No no no no

Em uma casa de jogos de Londres, dois jogadores se destacam: uma mulher morena, de vestido vermelho e cabelos cheios amarrados por trás da cabeça, tipo coque, e um homem de trinta e poucos anos, usando smoking.
- Admiro sua coragem, senhorita... – ele diz. A câmera exibindo as mãos dele pegando um cigarro.
- Trench. Sylvia Trench. – ela se apresenta, olhando para a mesa – Admiro sua sorte, senhor...
Com o isqueiro, acendendo o cigarro:
- Bond. James Bond.

A música-tema de fundo, o ambiente esfumaçado, o olhar lateral à câmera. 1962. É a primeira aparição do espião inglês nos cinemas. Quem o interpreta é o ator Sean Connery. O filme, 007 Contra o Satânico Dr. No.

Criado pelo escritor Ian Fleming nos anos 50, James Bond é um agente secreto, também conhecido pelo código 007 (o duplo zero significa que ele tem licença para matar), que trabalha no serviço de espionagem e inteligência britânica. Nas palavras do autor, que foi agente do serviço secreto britânico durante a Segunda Guerra Mundial - experiência significativa para a caracterização de seu personagem mais famoso:

“James Bond tem 1,82 metro de altura e trinta e poucos anos. É moreno, de uma beleza cruel e olhos azul-acinzentados claros”.

Adaptá-lo à tela grande logo se mostrou um desafio. Para o papel foram cogitados diversos atores: Roger Moore – o preferido de Ian Fleming estava comprometido com uma série de televisão -, Max Von Sydiw, Cary Grant, Trevor Howard, Rex Harrison. O escolhido foi o pouco conhecido ator escocês Sean Connery, o eterno 007, para a maioria dos fãs.

Bond vai à Jamaica para investigar quem estava interferindo nos lançamentos de mísseis norte-americanos. É assim que ele chega a Dr. No (Joseph Wiseman), um cientista perito em física nuclear que chefia uma organização criminosa em uma ilha particular no Caribe. Bond conta com a ajuda de um agente da CIA, um nativo e de Honey Ryder (Ursula Andress). Saindo da água do mar, com cabelos loiros molhados e biquíni branco, ela surpreende-se com o homem que a observa (“Quem é você? Fique onde está!”). O surgimento da atriz no filme é um dos momentos de destaque na filmografia de mais de vinte filmes que o agente secreto já protagonizou.

A direção de Terence Young – que trabalhou em outros três filmes de 007 - exibe cortes secos nos momentos de ação. A mistura imagem e áudio provoca, em muitas cenas, o efeito desejado, como na seqüência em que o herói tem que enfrentar uma tarântula: música atingindo picos agudos e closes no rosto suado, junto com imagens da aranha subindo, provocam aflição.

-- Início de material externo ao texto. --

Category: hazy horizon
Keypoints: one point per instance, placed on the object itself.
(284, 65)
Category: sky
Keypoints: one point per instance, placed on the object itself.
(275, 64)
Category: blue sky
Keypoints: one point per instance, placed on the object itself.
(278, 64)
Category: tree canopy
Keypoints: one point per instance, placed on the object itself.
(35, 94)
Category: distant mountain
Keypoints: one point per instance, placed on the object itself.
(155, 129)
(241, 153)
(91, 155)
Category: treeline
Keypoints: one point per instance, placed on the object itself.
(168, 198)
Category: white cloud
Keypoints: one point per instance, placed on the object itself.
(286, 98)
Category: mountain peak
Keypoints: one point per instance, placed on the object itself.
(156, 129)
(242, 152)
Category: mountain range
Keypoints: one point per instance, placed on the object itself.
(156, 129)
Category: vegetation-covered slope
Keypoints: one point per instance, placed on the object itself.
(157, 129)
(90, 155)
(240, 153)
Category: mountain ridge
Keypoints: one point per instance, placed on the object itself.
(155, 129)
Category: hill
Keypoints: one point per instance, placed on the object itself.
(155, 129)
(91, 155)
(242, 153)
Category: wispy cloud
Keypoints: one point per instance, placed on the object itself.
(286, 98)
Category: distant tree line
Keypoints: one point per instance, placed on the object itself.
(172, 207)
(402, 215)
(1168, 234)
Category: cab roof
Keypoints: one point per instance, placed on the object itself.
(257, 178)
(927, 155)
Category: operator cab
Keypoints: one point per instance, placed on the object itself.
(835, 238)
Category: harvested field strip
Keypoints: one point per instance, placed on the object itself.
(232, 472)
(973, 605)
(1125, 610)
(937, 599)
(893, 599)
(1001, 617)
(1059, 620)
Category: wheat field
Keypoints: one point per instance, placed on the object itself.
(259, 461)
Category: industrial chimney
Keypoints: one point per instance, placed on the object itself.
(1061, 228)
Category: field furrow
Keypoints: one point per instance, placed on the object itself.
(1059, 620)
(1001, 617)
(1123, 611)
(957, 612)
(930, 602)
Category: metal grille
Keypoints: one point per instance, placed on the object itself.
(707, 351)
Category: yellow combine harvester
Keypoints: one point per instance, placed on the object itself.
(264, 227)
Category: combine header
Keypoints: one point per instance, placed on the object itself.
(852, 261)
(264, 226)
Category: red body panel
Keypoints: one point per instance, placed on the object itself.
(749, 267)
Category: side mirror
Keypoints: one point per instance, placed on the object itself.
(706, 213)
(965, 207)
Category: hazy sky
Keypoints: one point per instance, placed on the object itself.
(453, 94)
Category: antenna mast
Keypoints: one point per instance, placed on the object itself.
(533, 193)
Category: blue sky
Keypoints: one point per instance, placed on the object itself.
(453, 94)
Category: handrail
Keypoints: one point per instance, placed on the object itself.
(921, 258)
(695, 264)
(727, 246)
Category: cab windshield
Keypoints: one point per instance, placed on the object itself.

A produção, de orçamento de cerca de um milhão de dólares (para os padrões da indústria cinematográfica, uma bagatela) estourou nas bilheterias, transformando Sean Connery em astro e James Bond em ícone da cultura pop. Os filmes que se seguiram, a partir de 007 Contra o Satânico Dr. No, seguem a fórmula que deu certo. 007 tem carisma, charme e elegância. Atributos que contrastam com a personalidade violenta – em uma cena ele mata sem dó um capanga desarmado de Dr. No -, as atitudes machistas – mulheres vistas como objeto sexual – e o cinismo.

Na larga filmografia, que se estende por diversos períodos históricos, os vilões são sempre inimigos do Ocidente (Dr. No é chinês). Os personagens, inclusive o herói, são estereotipados; as mulheres são todas beldades e os filmes, puro entretenimento. A história é um acessório – assim como os gadgets tecnológicos de Bond – para o divertimento do espectador. A eficiência de 007 Contra o Satânico Dr. No em divertir com qualidade.